Aside from the awesome 'India' with it's swirling, elegaic guitar intro, most of the Psychedelic Furs' best moments are here; from the beautiful, bitter melancholy of 'Imitation Of Christ' taken from their remarkably assured debut, John Ashton's mournful guitar shimmering as though glimpsed through a rain-soaked window to the driving, triumphantly brass-laden US chart stormer 'Heartbreak Beat', it's hard to imagine a better primer for their '80s work. Nothing from 1989's low-key grower 'Book Of Days' or the frankly disappointing 1991 release 'World Outside' is here; the original collection was released in 1988 and centres on what most fans would identify as the Furs' most creative period. The album isn't sequenced chronologically, but the tracks are cleverly ordered, kicking off with the mechanistic anti-Reagan sneer of 'President Gas' and leaving the work which followed 1984's under-rated 'Mirror Moves' (the album which broke them big in America) until the latter half of the playlist.
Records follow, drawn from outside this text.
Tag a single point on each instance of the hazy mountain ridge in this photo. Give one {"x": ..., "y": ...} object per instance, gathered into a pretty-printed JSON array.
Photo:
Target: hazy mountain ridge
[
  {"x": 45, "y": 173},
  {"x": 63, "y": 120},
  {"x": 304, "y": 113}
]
It must be said, despite the exalted reputation of their first three albums the later material stands up almost as well as anything else here. 'The Ghost In You' starts unpromisingly with a sickly-sweet synth lead but blossoms into a poignant and redemptive love song featuring one of Richard Butler's finest and most emotionally direct lyrics. 'Highwire Days' uses a reverberating drum kick and distorted, cavernous vocal wailing to build a palpable air of tension as Butler incisively documents the thrills and paranoias of fleeting fame. What this later material lacks, however is the gorgeous murk and shimmer of John Ashton's early guitar work, augmented subtly by pseudo-Oriental flourishes of percussion. The sound is elegant and yet evocatively vague, exotic yet urban. And nothing in their entire output can quite match that perfect Furs moment, 'Pretty In Pink', it's raucous but oddly memorious sound capped with one of the finest lyrics in all of rock, hands down. The appallingly twee remake which soundtracked John Hughes' movie of the same name (signalling a complete misunderstanding of the melancholic, even disturbing undertow of Butler's words) is mercifully absent from this playlist.
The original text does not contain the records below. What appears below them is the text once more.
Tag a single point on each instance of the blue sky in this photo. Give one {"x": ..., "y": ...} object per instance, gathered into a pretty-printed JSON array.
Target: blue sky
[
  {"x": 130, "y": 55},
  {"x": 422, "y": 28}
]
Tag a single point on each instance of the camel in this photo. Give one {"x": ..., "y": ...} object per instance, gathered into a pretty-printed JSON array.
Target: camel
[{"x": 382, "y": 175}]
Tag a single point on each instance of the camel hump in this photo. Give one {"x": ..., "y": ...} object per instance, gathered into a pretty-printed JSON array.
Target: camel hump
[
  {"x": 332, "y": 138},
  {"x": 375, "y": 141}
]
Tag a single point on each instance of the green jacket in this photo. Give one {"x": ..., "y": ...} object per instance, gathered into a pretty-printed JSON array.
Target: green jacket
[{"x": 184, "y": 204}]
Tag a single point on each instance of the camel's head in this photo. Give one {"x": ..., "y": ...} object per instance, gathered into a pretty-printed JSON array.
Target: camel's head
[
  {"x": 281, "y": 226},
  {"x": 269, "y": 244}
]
All in all, an excellent and concise introduction to this criminally ignored band, and a less daunting starting point than the two CD best of that's more widely available now. If you're unfamiliar with the Psychedelic Furs work, snap this one up while you're still able to. Regardless of their influence, you can't get the full picture of post-punk British music without taking in their work. As musicians and poets, they stand head and shoulders above many more feted acts of the early eighties, and they have a sound-world all of their own.